Querying DAU/MAU over time (daily)

问题

I have a daily sessions table with columns user_id and date. I'd like to graph out DAU/MAU (daily active users / monthly active users) on a daily basis. For example:

Date         MAU      DAU     DAU/MAU
2014-06-01   20,000   5,000   20%
2014-06-02   21,000   4,000   19%
2014-06-03   20,050   3,050   17%
...          ...      ...     ...

Calculating daily actives is straightforward to calculate, but calculating the monthly actives e.g. the number of users that logged in the date-30 days, is causing problems. How is this achieved without a left join for each day?

Edit: I'm using Postgres.

回答1:

Assuming you have values for each day, you can get the total counts using a subquery and range between:

with dau as (
      select date, count(userid) as dau
      from dailysessions ds
      group by date
     )
select date, dau,
       sum(dau) over (order by date rows between -29 preceding and current row) as mau
from dau;

Unfortunately, I think you want distinct users rather than just user counts. That makes the problem much more difficult, especially because Postgres doesn't support count(distinct) as a window function.

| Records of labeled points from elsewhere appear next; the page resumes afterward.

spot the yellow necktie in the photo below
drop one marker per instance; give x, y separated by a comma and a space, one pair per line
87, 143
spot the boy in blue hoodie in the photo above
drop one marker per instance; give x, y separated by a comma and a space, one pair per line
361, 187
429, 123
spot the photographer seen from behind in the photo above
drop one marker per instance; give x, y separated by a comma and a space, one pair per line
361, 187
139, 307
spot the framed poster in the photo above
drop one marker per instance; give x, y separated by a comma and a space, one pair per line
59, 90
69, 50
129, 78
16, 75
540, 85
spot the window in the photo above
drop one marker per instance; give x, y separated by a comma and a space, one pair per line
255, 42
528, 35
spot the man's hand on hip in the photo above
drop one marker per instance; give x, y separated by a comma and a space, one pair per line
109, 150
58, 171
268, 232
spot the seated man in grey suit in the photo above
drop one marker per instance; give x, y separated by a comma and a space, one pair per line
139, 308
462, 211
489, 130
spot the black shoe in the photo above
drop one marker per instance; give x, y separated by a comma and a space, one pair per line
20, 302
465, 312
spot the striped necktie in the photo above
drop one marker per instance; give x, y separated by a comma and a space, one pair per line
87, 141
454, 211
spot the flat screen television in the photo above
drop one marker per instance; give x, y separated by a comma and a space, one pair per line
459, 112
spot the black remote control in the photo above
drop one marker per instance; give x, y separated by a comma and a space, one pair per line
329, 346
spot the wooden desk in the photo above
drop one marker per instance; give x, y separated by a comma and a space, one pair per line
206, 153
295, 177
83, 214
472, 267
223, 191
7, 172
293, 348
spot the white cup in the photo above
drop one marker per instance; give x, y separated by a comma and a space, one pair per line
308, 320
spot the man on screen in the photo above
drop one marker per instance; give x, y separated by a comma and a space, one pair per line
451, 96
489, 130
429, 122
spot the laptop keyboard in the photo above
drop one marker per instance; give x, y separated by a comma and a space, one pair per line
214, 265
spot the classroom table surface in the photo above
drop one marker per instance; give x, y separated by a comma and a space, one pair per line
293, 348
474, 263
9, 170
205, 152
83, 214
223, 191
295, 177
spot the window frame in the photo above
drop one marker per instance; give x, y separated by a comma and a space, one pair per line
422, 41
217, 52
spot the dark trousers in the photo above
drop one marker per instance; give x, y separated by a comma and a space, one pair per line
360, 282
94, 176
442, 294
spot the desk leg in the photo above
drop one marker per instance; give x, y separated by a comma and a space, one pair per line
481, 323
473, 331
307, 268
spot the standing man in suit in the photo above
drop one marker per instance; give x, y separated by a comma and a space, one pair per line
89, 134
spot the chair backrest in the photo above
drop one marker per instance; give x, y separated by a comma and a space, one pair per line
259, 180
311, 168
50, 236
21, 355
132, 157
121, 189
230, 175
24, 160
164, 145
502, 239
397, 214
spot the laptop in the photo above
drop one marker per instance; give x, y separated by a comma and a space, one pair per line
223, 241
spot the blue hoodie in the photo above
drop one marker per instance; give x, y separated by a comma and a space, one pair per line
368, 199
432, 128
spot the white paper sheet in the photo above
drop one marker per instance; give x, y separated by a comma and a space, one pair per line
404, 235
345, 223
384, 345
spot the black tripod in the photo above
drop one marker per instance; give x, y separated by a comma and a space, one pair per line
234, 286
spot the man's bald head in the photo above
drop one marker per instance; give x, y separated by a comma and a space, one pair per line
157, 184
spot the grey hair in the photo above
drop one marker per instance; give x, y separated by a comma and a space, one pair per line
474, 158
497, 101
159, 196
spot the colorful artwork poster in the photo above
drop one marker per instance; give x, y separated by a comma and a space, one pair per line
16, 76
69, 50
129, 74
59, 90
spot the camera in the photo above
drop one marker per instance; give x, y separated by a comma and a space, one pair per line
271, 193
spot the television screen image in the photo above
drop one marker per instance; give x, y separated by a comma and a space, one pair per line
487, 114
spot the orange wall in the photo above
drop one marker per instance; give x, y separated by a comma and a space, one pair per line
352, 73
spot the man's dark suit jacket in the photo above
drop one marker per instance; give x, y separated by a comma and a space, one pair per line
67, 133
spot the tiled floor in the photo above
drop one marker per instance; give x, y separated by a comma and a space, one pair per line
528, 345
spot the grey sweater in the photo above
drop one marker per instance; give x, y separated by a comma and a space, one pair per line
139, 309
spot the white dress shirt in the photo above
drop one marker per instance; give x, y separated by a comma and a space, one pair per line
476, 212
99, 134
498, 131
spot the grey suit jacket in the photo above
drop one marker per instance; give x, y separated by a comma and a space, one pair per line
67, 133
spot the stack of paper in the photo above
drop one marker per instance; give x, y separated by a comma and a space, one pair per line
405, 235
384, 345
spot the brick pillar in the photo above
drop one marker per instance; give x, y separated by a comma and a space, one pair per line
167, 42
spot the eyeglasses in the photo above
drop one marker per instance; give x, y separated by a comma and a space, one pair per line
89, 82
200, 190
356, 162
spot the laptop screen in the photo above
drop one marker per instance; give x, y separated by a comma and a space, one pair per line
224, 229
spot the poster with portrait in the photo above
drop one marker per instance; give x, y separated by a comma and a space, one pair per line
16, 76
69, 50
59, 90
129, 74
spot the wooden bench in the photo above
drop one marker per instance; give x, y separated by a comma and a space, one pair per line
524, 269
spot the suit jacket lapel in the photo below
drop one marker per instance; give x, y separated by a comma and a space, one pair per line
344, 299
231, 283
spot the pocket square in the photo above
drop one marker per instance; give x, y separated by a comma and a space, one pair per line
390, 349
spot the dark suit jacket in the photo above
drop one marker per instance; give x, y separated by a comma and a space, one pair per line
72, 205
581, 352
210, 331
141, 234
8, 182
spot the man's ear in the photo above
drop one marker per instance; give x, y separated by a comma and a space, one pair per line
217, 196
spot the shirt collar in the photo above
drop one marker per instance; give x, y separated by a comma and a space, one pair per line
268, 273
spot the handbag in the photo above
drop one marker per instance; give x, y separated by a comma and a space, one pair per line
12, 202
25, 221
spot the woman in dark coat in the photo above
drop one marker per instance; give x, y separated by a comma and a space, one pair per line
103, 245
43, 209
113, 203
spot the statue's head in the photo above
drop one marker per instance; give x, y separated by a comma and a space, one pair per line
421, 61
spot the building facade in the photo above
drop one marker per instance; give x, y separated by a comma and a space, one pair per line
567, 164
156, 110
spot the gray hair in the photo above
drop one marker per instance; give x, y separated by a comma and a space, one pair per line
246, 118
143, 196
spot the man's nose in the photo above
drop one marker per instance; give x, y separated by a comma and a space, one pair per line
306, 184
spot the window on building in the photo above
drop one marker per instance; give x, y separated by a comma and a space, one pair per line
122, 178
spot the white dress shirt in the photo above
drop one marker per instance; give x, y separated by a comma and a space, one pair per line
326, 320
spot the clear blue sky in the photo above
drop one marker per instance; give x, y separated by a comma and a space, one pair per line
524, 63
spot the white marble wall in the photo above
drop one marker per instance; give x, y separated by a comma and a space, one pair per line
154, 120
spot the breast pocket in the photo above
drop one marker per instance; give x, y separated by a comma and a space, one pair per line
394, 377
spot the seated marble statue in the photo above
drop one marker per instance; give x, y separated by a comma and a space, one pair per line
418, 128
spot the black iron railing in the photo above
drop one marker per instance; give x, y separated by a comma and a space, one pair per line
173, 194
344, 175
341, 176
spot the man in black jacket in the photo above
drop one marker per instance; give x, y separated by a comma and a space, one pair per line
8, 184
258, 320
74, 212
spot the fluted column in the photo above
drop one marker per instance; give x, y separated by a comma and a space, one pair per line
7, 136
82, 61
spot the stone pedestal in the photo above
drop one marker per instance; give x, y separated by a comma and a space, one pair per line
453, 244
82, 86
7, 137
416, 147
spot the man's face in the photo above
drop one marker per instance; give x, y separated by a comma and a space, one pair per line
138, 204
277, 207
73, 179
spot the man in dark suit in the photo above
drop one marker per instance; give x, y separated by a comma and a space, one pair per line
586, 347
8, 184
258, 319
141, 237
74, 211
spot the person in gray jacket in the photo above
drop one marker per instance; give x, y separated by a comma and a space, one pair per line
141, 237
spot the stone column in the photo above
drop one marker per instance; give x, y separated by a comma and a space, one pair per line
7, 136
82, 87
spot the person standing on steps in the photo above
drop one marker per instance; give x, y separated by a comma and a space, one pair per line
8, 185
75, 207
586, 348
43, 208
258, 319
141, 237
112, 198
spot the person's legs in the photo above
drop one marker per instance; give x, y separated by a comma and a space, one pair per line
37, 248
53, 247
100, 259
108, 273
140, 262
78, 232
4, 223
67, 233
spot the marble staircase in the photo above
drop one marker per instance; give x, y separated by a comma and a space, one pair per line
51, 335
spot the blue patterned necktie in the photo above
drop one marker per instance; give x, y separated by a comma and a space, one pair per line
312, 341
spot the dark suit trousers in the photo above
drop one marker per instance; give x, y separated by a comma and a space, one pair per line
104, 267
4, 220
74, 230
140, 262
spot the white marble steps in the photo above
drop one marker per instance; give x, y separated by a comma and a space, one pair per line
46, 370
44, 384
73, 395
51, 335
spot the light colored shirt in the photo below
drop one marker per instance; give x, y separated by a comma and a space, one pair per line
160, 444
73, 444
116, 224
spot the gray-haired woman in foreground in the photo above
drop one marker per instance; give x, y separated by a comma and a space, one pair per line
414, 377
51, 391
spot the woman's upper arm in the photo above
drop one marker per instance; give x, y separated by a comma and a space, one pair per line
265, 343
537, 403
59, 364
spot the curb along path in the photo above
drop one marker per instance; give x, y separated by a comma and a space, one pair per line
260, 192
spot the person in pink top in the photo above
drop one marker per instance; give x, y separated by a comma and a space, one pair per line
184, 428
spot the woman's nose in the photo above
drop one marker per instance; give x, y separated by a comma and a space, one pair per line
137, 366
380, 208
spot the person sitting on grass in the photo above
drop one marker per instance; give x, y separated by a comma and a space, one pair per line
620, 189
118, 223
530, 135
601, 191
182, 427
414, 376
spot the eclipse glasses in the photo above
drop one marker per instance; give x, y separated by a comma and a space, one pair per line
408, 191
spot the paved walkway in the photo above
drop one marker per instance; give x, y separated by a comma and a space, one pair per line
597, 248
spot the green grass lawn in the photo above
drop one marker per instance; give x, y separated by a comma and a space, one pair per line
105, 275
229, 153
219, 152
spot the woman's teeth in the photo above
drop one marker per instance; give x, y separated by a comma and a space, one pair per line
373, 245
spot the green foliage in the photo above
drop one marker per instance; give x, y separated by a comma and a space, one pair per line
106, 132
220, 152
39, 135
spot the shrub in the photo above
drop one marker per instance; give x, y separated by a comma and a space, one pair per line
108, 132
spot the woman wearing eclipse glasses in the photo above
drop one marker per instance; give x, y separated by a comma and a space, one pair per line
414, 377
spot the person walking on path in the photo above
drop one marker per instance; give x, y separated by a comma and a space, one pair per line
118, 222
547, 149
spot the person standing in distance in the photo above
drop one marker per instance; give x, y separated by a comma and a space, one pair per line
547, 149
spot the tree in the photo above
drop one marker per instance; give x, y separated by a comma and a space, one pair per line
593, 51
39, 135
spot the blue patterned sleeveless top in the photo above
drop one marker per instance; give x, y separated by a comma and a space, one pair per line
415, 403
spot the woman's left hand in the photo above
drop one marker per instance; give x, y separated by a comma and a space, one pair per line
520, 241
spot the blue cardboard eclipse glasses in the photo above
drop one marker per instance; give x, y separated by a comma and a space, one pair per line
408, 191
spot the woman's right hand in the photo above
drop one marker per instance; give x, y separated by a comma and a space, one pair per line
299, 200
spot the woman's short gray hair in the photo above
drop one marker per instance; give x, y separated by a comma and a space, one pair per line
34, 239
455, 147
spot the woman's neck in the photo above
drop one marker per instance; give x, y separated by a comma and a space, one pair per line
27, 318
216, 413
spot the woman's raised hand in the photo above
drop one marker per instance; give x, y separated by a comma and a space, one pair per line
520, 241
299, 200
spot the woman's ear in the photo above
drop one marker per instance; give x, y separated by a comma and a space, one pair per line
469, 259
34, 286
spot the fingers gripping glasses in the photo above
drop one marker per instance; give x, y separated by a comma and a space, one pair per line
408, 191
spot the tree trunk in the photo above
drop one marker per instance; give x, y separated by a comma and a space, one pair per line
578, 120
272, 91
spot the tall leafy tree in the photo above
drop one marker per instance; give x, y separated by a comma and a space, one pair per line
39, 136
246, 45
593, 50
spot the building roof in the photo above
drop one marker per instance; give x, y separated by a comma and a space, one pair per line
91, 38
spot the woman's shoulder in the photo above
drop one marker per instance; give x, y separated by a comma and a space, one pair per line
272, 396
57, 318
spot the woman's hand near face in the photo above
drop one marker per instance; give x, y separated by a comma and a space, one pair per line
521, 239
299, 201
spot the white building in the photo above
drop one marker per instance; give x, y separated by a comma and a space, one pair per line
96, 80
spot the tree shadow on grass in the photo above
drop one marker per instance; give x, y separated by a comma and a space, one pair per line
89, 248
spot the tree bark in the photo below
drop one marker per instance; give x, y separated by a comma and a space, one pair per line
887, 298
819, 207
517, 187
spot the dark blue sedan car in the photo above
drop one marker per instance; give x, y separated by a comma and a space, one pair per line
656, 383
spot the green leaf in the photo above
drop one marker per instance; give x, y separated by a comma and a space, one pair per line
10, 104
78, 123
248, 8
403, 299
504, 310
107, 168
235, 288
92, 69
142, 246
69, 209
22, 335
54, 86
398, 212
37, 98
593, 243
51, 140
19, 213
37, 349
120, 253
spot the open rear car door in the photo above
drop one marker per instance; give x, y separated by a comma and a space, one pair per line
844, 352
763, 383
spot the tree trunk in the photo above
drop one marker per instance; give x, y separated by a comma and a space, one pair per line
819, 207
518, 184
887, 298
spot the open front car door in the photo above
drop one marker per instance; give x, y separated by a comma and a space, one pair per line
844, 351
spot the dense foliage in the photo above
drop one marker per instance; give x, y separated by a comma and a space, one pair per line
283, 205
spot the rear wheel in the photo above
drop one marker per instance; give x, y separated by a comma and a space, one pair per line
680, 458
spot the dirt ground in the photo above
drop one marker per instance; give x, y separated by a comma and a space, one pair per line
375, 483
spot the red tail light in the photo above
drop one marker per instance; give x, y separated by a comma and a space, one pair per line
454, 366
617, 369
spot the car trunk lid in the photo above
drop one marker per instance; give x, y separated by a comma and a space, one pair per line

I think you have to do some sort of self join for this. Here is one method:

with dau as (
      select date, count(distinct userid) as dau
      from dailysessions ds
      group by date
     )
select date, dau,
       (select count(distinct user_id)
        from dailysessions ds
        where ds.date between date - 29 * interval '1 day' and date
       ) as mau
from dau;

回答2:

This one uses COUNT DISTINCT to get the rolling 30 days DAU/MAU:

(calculating reddit's user engagement in BigQuery - but the SQL is standard enough to be used on other databases)

SELECT day, dau, mau, INTEGER(100*dau/mau) daumau
FROM (
  SELECT day, EXACT_COUNT_DISTINCT(author) dau, FIRST(mau) mau
  FROM (
    SELECT DATE(SEC_TO_TIMESTAMP(created_utc)) day, author
    FROM [fh-bigquery:reddit_comments.2015_09]
    WHERE subreddit='AskReddit') a
  JOIN (
    SELECT stopday, EXACT_COUNT_DISTINCT(author) mau
    FROM (SELECT created_utc, subreddit, author FROM [fh-bigquery:reddit_comments.2015_09], [fh-bigquery:reddit_comments.2015_08]) a
    CROSS JOIN (
      SELECT DATE(SEC_TO_TIMESTAMP(created_utc)) stopday
      FROM [fh-bigquery:reddit_comments.2015_09]
      GROUP BY 1
    ) b
    WHERE subreddit='AskReddit'
    AND SEC_TO_TIMESTAMP(created_utc) BETWEEN DATE_ADD(stopday, -30, 'day') AND TIMESTAMP(stopday)
    GROUP BY 1
  ) b
  ON a.day=b.stopday
  GROUP BY 1
)
ORDER BY 1

I went further at How to calculate DAU/MAU with BigQuery (engagement)

回答3:

I've written about this on my blog.

The DAU is easy, as you noticed. You can solve the MAU by first creating a view with boolean values for when a user activates and de-activates, like so:

CREATE OR REPLACE VIEW "vw_login" AS 
 SELECT *
    , LEAST (LEAD("date") OVER w, "date" + 30) AS "activeExpiry"
    , CASE WHEN LAG("date") OVER w IS NULL THEN true ELSE false AS "activated"
    , CASE
 WHEN LEAD("date") OVER w IS NULL THEN true
 WHEN LEAD("date") OVER w - "date" > 30 THEN true
 ELSE false
 END AS "churned"
    , CASE
 WHEN LAG("date") OVER w IS NULL THEN false
 WHEN "date" - LAG("date") OVER w <= 30 THEN false
 WHEN row_number() OVER w > 1 THEN true
 ELSE false
 END AS "resurrected"
   FROM "login"
   WINDOW w AS (PARTITION BY "user_id" ORDER BY "date")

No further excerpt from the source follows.